Cet «opéra expressionniste sur une vie et une passion fatale (...) qui est peut-être l'opéra russe le plus connu du XXe siècle, a été non seulement un reflet de son époque mais aussi sa première victime», a expliqué le Bolchoï dans un communiqué.

Écrit par Chostakovitch en 1932, l'opéra raconte l'histoire d'une jeune femme, Katerina Izmaïlova, mariée à un marchand aisé mais mesquin dans la Russie du XIXe siècle. Elle tombe amoureuse de son employé et commet plusieurs meurtres pour pouvoir s'installer avec son amant, avant d'être condamnée au bagne et de se suicider.

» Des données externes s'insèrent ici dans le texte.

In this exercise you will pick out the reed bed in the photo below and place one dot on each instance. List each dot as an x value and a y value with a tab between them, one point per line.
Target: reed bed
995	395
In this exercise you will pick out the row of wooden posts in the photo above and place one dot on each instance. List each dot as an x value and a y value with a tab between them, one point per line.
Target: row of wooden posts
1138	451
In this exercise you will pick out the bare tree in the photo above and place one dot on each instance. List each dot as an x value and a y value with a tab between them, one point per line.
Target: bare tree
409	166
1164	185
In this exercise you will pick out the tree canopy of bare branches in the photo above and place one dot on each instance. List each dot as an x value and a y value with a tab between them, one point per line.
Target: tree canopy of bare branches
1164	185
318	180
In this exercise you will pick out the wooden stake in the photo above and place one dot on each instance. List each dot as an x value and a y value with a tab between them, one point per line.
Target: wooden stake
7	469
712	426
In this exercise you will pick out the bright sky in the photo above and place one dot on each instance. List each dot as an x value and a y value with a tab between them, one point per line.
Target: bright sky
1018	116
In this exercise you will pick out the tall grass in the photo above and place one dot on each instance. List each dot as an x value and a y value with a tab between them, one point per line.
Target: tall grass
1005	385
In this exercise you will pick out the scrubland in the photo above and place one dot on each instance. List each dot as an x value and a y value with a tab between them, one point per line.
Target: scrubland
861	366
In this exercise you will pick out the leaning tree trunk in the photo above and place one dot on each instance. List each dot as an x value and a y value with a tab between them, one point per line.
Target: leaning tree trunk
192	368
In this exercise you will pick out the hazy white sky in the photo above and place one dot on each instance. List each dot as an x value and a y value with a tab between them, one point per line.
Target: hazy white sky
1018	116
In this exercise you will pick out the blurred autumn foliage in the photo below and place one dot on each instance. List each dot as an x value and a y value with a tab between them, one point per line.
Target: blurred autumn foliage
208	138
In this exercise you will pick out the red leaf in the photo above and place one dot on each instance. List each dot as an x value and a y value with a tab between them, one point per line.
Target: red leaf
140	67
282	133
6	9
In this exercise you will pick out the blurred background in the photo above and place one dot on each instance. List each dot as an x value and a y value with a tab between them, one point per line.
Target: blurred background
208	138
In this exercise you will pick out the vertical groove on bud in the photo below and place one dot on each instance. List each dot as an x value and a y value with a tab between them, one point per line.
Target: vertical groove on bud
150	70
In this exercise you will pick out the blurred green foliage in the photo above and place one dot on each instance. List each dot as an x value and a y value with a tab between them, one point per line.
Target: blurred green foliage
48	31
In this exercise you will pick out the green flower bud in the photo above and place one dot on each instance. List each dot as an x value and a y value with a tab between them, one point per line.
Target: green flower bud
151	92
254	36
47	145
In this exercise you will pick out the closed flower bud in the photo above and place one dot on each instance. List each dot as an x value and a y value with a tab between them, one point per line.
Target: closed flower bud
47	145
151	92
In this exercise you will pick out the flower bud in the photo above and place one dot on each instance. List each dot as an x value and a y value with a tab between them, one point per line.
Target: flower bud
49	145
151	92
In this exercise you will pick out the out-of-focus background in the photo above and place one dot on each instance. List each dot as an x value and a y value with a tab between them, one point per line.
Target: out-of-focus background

Présenté pour la première fois à Moscou en 1934 sous le titre Lady Macbeth de Mtsensk, «il a joui d'un succès colossal parmi les spectateurs» soviétiques comme occidentaux, ovationné notamment à Copenhague, Stockholm, Prague, Zurich ou New York, rappelle le communiqué.

Mais en 1936 l'opéra, qui a déplu à Staline, est violemment critiqué pour son «naturalisme grossier» par le quotidien officiel Pravda, dans un éditorial intitulé «Le chaos remplace la musique».

Interdit en URSS, il n'est revenu sur scène qu'environ 30 ans après, en 1963, dans une version retravaillée par Chostakovitch «plus modérée» et «moins physiologique», rappelle le metteur en scène Rimas Touminas.

Il dit toutefois avoir privilégié cette seconde version «plus symphonique» dans son adaptation de l'opéra, dont la première a eu lieu au Bolchoï jeudi soir et qui sera à l'affiche jusqu'à dimanche.

«C'est un opéra incroyable qui mélange la tragédie et la satire» en racontant l'histoire d'une femme «qui porte la mort» à travers des airs lyriques et des valses, souligne le théâtre.

«L'image d'une cruauté fatale me hantait tout le temps dans cet opéra. D'où vient-elle? Est-ce dans la nature humaine ou est-ce le hasard des circonstances?», s'interroge M. Touminas dans un entretien à la revue Ogoniok.

Pour lui, il n'y pas cependant «de mauvais personnages ici, il n'y a que des gens malheureux».

Il s'agit de la quatrième représentation de Katerina Izmaïlova au Bolchoï, après celles de 1935, 1980 et 2004.